Meapsoft



Computers Doing Strange Things with Audio

Tutorial
Manual
Javadoc
Doxygen

MEAPsoft Manual

This page provides a more detailed discussion of the components and function of MEAPsoft. For a quick illustration of how to get going, see the MEAPsoft Quick Start Walkthrough.

Segmenter

The segmenter analyzes the input sound file and outputs a list of segments representing events or beats present in the sound.

Controls:

input sound file: select the sound you would like to analyze. The filename of this sound will be used as the base name for all subsequent file i/o operations. You can change this basename (if, for instance, you want to save multiple versions of the segments file for one input sound) in the prefs/about panel.
detect events/detect beats: the segmenter has two different modes, "events" and "beats". "Events" mode simply detects sudden, substantial changes in the sound. The threshold for what qualifies as a substantial change is set via the segment sensitivity slider. "Beats" mode is more complex; the segmenter attempts to identify the tempo of the input sound and then outputs events that are aligned with that tempo. This will only work well for input sounds with fairly simple tempo/beat structures.

Event detector options
- segment sensitivity: a low sensitivity will result in fewer segments than a high sensitivity. Think of this as a sensitivity to change; if your sensitivity is high then everything will seem like an event.
- segment density: determines how closely spaced events can be; higher density will allow very closely spaced events, while lower density will ignore events that occur too close together.
Beat detector options
- cut tempo in half: if the detected beat is too fast, this option will slow it down.

1st event = track start: This tells the segmenter to always count the beginning of the track as the first event, even if there is very little energy there. If a sound starts with a fade in, for instance, and you don't have this checked, then the event detector will probably not detect that fade in as an event and the output segments file will not include that part of the sound.
output segment file: this is the temporary file name that will be used to save the segments file that is generated by the segmenter. If you want to save this file for further use, check the appropriate box in the prefs/about panel.

Feature Extractors

Feature extractors analyze the segments in a .seg file and output a features file containing one or more values representing the features found. Some feature extractors, like ChunkPower, simply put out one number representing the total power in each segment. Others, like AvgChroma, put out an array of values for each segment. For a short description of each feature extractor, hover above the feature extractor's name and a tooltip will pop up.

You can select as many feature extractors as you like, although best results are usually obtained by selecting features extractors that work well with the composers you'll feed the .feat file to. The number box beside each feature extractor is for entering weights that allow you to specify the relative importance of each feature in the analysis.

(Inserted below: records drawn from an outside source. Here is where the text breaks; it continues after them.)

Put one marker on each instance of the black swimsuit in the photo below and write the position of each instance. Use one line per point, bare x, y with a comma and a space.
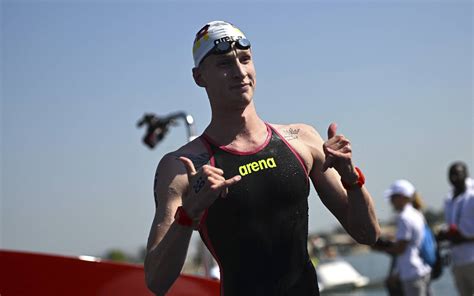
258, 233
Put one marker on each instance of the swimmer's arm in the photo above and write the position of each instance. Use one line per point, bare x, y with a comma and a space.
353, 208
168, 241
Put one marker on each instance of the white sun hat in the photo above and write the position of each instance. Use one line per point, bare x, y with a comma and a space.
400, 187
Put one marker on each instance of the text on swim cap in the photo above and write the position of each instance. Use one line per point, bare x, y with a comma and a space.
227, 39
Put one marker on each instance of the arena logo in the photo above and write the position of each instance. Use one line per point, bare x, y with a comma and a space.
227, 39
256, 166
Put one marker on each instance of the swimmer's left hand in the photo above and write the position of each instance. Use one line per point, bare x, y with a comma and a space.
338, 153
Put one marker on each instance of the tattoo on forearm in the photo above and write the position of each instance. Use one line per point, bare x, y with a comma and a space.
291, 134
198, 185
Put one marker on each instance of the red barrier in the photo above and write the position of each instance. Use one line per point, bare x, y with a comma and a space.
24, 274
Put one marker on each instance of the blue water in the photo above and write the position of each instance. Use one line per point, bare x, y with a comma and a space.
375, 266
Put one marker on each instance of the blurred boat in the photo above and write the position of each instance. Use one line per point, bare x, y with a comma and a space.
339, 275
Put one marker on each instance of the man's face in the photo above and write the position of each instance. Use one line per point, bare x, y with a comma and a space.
457, 176
229, 78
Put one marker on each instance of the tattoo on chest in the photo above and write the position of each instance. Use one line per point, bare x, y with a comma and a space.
291, 133
198, 184
198, 159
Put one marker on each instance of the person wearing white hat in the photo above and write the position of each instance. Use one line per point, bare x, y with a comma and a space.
459, 216
244, 184
410, 268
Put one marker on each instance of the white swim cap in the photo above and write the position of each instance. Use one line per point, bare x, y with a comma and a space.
210, 35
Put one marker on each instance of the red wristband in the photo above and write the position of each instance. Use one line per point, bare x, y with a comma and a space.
182, 218
360, 181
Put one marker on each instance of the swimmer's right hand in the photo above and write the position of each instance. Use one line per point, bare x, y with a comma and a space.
205, 186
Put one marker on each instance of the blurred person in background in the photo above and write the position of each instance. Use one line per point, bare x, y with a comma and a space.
459, 217
408, 268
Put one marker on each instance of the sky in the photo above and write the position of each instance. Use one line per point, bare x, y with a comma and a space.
76, 76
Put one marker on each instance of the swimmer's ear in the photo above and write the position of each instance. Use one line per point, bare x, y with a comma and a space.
197, 75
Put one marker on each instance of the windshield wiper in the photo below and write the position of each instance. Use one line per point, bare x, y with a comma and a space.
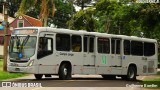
25, 41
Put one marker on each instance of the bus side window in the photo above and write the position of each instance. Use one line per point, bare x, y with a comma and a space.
149, 49
115, 46
63, 42
103, 45
127, 47
91, 44
137, 48
76, 43
45, 47
85, 44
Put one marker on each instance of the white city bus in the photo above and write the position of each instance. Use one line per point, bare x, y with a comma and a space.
51, 51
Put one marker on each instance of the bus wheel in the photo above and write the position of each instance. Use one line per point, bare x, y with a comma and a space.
109, 77
65, 72
38, 76
131, 74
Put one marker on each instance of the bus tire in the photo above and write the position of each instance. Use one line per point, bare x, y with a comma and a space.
131, 74
109, 77
38, 76
64, 72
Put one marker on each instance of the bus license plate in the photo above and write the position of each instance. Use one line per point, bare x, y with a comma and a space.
17, 69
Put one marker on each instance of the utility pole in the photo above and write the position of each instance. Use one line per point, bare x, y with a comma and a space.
5, 47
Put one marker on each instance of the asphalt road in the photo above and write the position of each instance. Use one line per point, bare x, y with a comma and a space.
78, 82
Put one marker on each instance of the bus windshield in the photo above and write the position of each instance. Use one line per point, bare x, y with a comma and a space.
22, 47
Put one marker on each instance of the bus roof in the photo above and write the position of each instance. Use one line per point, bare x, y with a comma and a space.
83, 32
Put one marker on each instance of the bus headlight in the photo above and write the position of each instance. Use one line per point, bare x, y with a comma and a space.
30, 63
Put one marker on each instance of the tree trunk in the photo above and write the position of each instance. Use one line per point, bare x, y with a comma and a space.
45, 24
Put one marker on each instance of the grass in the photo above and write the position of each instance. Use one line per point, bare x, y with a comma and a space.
7, 75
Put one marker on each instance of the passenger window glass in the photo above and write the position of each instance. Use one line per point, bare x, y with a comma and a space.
149, 49
127, 47
76, 43
85, 44
45, 47
62, 42
103, 45
91, 44
137, 48
115, 45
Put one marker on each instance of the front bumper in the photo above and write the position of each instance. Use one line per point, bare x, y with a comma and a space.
27, 69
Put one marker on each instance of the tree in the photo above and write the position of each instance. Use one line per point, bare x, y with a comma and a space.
64, 12
83, 20
47, 6
13, 7
82, 3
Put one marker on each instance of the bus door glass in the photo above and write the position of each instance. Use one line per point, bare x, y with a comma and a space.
89, 55
45, 53
116, 52
150, 57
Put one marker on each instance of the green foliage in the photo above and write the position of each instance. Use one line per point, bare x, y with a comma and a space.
63, 13
83, 20
7, 75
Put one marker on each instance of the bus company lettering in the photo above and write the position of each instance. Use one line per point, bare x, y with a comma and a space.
66, 54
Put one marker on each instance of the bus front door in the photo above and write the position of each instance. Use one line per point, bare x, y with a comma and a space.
89, 55
116, 52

"Meta feature extractors" are a special class of FEs that do higher level analysis on the outputs of previously run "normal" feature extractors. In order to use a meta feature extractor, you need to select at least one normal feature extractor in addition to the meta feature extractor. If "clear non-meta features" is selected, the output features file will only contain the selected meta features.

The "Display extracted features" button is enabled after processing a segments file. It pops up a window with a simple viewer that allows you to inspect the values of the extracted features. This is useful if you need to set value ranges in a Composer.

Available feature extractors:

AvgChroma - 12-dimensional vector of energy distribution across each semitone of the octave.
AvgChromaScalar - Single value giving dominant semitone within the octave.
AvgChunkPower - Computes the average power in each chunk.
AvgFreqSimple - Provides a frequency estimation for each segment of sound.
AvgMelSpec - Computes the mean spectrum of a chunk and converts it to the perceptually weighted Mel frequency scale.
AvgMFCC - Computes the mean MFCCs of a chunk, a commonly used feature in speech recognition.
AvgPitchSimple - Provides a pitch estimation for each segment of sound.
AvgSpecCentroid - Computes the average spectral center of mass of a chunk's frames.
AvgSpecFlatness - Provides a measure of the peakiness of the chunks average spectrum.
AvgSpec - Computes the mean spectrum or each chunk.
ChunkLength - Simply returns the length of each segment.
ChunkStartTime - Simply returns the start time of each segment. Good for making backwards tracks!
Likelihood - MetaFeatureExtractor. Returns the likelihood of each chunk based on its current features. Lower numbers mean a segment is more common, higher numbers mean it is more distinct.
SpectralStability - Tracks the stability of the spectral energy within each chunk of sound. More spectrally stable chunks are more likely to be pitched material.

Composers

A composer takes a feature file as an input, analyzes/sorts/modifys the segments in that file, and then creates an Edit Decision List (EDL) representing the order in which the segments from the original source sound file (as well as others) should be arranged by the Synthesizer. Composers can be very simple or very complex. For example, "simple sort" simply sorts a features file by the first feature in each chunk. You could use this with AvgPitchSimple to generate a glissando where all of the pitches in the input sound are arranged from low to high. More complex Composers, like "MashUp" and "head bang" perform more sophisticated operations.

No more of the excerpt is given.